Benoît Hamon fonde Génération⋅s

Juste après les élections présidentielles (où il avait fait 6,36 % des voix au premier tour), Benoît Hamon avait quitté le Parti socialiste et fonder, dans la douleur, le mouvement du premier juillet (2017), le M1717. Il n’y avait ni cadres politiques ni socle politique, mais l’idée était de profiter d’un élan de sympathie pour former quelque chose de nouveau.

Benoît Hamon savait avec justesse que, en comparaison à un Parti socialiste très marqué au centre-gauche et à un Jean-Luc Mélenchon populiste au possible, il y avait un large espace pour les gens de gauche.

On en sait désormais davantage, puisqu’il a profité de l’élan du M1717 pour fonder Génération⋅s. 1500 personnes étaient présentes pour cela ce samedi 2 décembre 2017 au palais du congrès du Mans, s’appuyant sur un questionnaire rempli par 28 000 personnes sur les 42 000 s’étant inscrit gratuitement à la plate-forme du M1717.

Le mouvement est composé surtout de cadres supérieurs, d’étudiants (tenant le principal syndicat étudiant, l’UNEF), de gens appartenant au sens très large aux « classes moyennes ».

Il ne se veut pas dans la tradition du mouvement ouvrier et pour cette raison, le nom du mouvement se veut donc résolument « moderne », en opposition complète avec la tradition (un parti centralisé, avec des congrès et des cadres, etc.) et les « gros mots » (socialiste, communiste, socialisme, communisme, ouvrier, etc.).

Les valeurs de Génération⋅s sont définies par conséquent comme suit : « égalité, écologie, démocratie, justice sociale et solidarité, internationalisme ».

Le charte donne comme objectif :

« Nous voulons fonder une nouvelle république démocratique et participative, écologique et sociale, laïque et décentralisée. »

Deux exemples peuvent aider à comprendre la nature du projet.
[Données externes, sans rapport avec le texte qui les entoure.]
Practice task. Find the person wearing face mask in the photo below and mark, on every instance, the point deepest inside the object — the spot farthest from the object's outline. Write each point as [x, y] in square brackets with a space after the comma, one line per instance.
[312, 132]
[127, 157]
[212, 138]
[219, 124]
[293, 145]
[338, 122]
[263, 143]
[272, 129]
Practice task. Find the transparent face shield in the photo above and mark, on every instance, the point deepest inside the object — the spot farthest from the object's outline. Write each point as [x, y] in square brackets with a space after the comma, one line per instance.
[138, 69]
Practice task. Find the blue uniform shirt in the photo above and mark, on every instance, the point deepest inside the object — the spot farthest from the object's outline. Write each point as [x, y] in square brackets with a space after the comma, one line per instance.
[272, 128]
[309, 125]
Benoît Hamon a expliqué dans un discours que la nature du nouveau mouvement était le suivant :

« Notre Mouvement doit préfigurer la République que nous voulons, basée sur la démocratie continue »

La « démocratie continue » est un concept inventé par Maurice Thorez, à la toute fin des années 1950. Une citation de lui est très connue pour qui s’intéresse à l’histoire du mouvement ouvrier :

 « La démocratie, création continue, s’achèvera dans le socialisme. »
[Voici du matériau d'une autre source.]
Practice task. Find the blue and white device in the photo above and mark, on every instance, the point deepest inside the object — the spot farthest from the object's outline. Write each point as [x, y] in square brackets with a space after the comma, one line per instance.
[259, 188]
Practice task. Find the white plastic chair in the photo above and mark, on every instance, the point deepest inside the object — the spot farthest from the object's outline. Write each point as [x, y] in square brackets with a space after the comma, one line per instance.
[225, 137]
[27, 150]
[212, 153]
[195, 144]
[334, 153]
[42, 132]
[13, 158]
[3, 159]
Sur le Twitter du nouveau mouvement Génération⋅s, on a aussi cette précision :

« Un nouvel espoir jaillit. Rénovons et chérissons cette démocratie en rhizome. »

Un rhizome est une structure qui se meut en permanence dans tous les sens, sans niveaux ni hiérarchie.

Il s’agit d’un concept philosophique inventé par Gilles Deleuze et Félix Guattari, auteurs de Mille plateaux. Cet ouvrage est le grand classique des universités américaines, de la théorie du genre, de « l’intersectionnalité des luttes », etc.

Si le monde est une sorte de gigantesque « rhizome », alors il n’y a plus de société mais des échanges innombrables entre individus. Une « démocratie en rhizome » serait alors une sorte d’alliance gigantesque entre les individus, sur une base de réciprocité.

Le projet de Benoît Hamon est de réguler le capitalisme pour permettre aux individus de s’épanouir en vaquant en quelque sorte à leurs occupations de la manière la plus aisée possible.